Brandeburgo, una joya alemana

Brandeburgo

A unos 67  kilómetros de Berlín, la capital de Alemania, se encuentra Brandeburgo. Esta preciosa ciudad  germana cuenta con un patrimonio arquitectónico religioso y militar poco conocido, pero que merece la pena conocerse Rodeada por los meandros del Havel, la ciudad dispone de varias  callejuelas agradables salpicadas por bonitas iglesias.
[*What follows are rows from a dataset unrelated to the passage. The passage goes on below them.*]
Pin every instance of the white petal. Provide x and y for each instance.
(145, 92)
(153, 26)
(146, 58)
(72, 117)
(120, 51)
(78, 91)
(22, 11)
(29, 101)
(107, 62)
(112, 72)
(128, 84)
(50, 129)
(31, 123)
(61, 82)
La visita comienza en  la Dom Sankt Peter und Paul en Burghof, 1. Abre de lunes a viernes desde las 10.00 a las 16.00 horas, los sábados desde las 10.00 a las 17.00 horas y los domingos desd  las 11.00 a las 17.00 horas.

Esta iglesia presenta varios retablos, una capilla colorista con sus bóvedas pintadas, así como de capiteles esculpidos en la cripta. El tesoro catedralicio cuenta con una notable colección de libros litúrgicos, muebles y objetos sagrados provenitentes  del Domo de las iglesias de la comarca.

Después, se  acude al Sankt Katharinenkirche en Katharinenplatz. Abre todos los días entre las 10.00 y las 17.00 horas.  El bello altar evoca la leyenda de santa Catarina. También sobresale el órgano creado por Wagner, si bien tristemente no es el original.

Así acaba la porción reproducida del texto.